Do you need a recipe to relieve cottonmouth or induce cottonmouth?


----------



## ButcherTony (Aug 22, 2007)




----------



## DCHunter (Aug 22, 2007)

1. Find one cottonmouth and kill it.
2. Throw outside in pasture and wait for buzzard to come get it.
3. Shoot buzzard.
4. Prepare buzzard to your liking the same as you would a turkey.

nah, actually ....marinate 1 lb meat cut into 1 inch pieces in 1 cup sherry or cooking wine or similar, pepper, Season All or salt, garlic powder, 1/2 cup of lemon juice and 1 cup Italian dressing for a couple of hours or more. Dip in flour and then fry until golden brown.


----------



## Kawaliga (Aug 22, 2007)

You really don't want to eat that!!!


----------



## Researcher31726 (Aug 23, 2007)

Is it safe?
Sue


----------



## bigox911 (Aug 23, 2007)

It's safe as long as he don't eat the head.  I'd fry it like fish.


----------



## OkieHunter (Aug 23, 2007)

I think I would pass on Cottonmouth, I have ate allot of rattlesnake but that ones way out there


----------



## ranger1977 (Aug 23, 2007)

threeleggedpigmy said:


> I need a recipe for cottonmouth.  I had someone to cook it, but they are backing out.  So i am going to give it a try.  Any suggestions would be greatly appreciated.


----------



## SBG (Aug 23, 2007)

Flour, salt, pepper and hot crisco.


----------



## JKG (Aug 23, 2007)

You must be mighty hungry


----------



## Buck (Aug 23, 2007)

JKG said:


> You must be mighty hungry



Don't you mean thirsty??


----------



## Greg Tench (Aug 23, 2007)

threeleggedpigmy said:


> I need a recipe for cottonmouth.   Any suggestions would be greatly appreciated.



Try a Mountain Dew, always worked for me.


----------



## Ta-ton-ka chips (Aug 23, 2007)

threeleggedpigmy said:


> cottonmouth.  I had someone to cook it, but they are backing out.  :



So have you given any thought as to the reason why they backed out?


Put the snake in a crock pot with about two cups of Jim Beam and add some chopped carrots and potatoes. 
Add a 32 oz can of whole tomatoes
Saute a chopped Vidalea onion and add it to the mix
Fix yourself a glass of Jim Beam on the rocks and add the rest of the bottle to the crock pot, cover and let simmer for 8 hours


When it's done cooking, the snake will be golden brown and the meat will fall from the bones.
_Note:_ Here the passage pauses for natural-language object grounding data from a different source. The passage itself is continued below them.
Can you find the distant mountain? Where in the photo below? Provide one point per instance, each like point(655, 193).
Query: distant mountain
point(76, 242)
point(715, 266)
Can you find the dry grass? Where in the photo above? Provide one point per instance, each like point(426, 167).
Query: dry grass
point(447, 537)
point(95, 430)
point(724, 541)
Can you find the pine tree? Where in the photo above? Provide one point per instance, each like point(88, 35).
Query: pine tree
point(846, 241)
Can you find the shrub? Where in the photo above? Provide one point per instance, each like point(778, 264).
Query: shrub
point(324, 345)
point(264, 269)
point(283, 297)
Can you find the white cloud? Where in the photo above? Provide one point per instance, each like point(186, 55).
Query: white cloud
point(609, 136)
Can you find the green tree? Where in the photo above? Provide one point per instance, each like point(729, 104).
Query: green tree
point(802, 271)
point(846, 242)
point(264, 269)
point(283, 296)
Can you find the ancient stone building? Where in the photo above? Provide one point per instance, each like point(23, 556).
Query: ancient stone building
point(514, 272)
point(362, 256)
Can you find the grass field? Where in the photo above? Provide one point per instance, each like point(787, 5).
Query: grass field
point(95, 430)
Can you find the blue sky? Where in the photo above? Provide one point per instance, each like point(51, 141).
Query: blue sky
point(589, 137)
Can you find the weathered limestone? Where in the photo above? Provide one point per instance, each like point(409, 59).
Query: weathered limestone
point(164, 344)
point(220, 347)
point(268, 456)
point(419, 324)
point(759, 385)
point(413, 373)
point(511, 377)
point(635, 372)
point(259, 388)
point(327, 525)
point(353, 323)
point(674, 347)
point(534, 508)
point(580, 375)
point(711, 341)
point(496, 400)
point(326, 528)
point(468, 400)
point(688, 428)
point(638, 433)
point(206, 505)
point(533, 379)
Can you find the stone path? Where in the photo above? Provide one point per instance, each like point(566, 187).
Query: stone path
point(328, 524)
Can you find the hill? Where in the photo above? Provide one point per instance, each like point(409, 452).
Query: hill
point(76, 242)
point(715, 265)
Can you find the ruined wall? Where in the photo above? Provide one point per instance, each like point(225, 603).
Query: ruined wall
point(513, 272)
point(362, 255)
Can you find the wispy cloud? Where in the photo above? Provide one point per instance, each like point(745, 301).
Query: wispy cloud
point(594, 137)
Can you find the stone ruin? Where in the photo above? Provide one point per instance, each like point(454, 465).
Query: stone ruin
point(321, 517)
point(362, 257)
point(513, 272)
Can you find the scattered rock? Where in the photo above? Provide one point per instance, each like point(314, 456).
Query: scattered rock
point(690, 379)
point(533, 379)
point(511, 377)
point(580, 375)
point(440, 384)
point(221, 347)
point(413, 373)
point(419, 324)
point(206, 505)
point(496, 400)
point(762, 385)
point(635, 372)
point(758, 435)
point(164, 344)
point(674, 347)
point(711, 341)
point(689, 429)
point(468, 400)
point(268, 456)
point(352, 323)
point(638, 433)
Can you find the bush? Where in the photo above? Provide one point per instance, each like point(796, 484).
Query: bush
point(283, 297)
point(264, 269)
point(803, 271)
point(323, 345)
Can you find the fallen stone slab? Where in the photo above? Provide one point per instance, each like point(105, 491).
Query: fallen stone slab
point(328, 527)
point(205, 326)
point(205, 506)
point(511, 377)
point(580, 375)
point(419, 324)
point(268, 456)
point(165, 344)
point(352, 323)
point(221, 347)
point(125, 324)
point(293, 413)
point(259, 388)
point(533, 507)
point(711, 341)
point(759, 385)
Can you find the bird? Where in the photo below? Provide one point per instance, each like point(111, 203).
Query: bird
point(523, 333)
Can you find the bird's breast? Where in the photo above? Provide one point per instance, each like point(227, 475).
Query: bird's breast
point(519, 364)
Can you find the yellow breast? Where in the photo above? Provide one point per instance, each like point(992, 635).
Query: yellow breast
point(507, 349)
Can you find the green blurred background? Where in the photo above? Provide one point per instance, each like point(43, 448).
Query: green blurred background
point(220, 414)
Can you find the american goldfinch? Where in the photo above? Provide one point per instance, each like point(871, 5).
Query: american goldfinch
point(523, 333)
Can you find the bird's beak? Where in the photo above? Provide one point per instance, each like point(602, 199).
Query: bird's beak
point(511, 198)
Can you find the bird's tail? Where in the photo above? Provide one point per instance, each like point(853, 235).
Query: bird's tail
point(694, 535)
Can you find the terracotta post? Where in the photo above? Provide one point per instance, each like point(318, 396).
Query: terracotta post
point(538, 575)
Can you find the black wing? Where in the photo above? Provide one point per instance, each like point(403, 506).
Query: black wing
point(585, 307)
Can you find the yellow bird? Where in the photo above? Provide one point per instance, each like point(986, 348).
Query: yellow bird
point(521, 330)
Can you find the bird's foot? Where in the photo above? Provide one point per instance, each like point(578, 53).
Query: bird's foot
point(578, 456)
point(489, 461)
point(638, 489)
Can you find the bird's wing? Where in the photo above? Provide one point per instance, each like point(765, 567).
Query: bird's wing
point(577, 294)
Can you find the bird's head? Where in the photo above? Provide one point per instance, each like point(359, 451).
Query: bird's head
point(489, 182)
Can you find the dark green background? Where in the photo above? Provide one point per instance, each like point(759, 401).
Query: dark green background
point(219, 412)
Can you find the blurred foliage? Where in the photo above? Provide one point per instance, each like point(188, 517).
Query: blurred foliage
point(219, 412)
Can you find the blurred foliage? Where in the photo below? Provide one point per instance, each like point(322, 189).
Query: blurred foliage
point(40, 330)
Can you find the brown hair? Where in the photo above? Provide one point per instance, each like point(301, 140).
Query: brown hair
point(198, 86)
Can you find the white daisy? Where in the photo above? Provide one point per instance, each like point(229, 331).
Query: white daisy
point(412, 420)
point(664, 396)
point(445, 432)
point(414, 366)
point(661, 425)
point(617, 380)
Now take the stew and pour it through a collander and set the liquid to the side, take the snake and the vegetables and throw it all away - a dog wouldn't eat a cottonmouth


You can drink the juice over ice, enjoy


----------



## Nicodemus (Aug 23, 2007)

I`m not gonna say I wouldn`t, but I`d have to have a powerful hunger to eat a cottonmouth. This is comin` from someone who has tried armadiller, bobcat, and other varmints not found on a restuarant menu.


----------



## Researcher31726 (Aug 24, 2007)

That recipe with Jim Beam as a marinader sounds good. I love drinking that kind of marinade straight up! (Not really, but I think I'd have to before I tasted that...delicacy.)
Sue


----------



## 7Mag Hunter (Aug 24, 2007)

Start with a 12 pack of beer (any brand)...
Put snake in a cookin bag, and begin drinkin the beer...
After 8-10 beers throw the snake in a garbage can....
finish last 2-3 beers, and order a Pizza !!!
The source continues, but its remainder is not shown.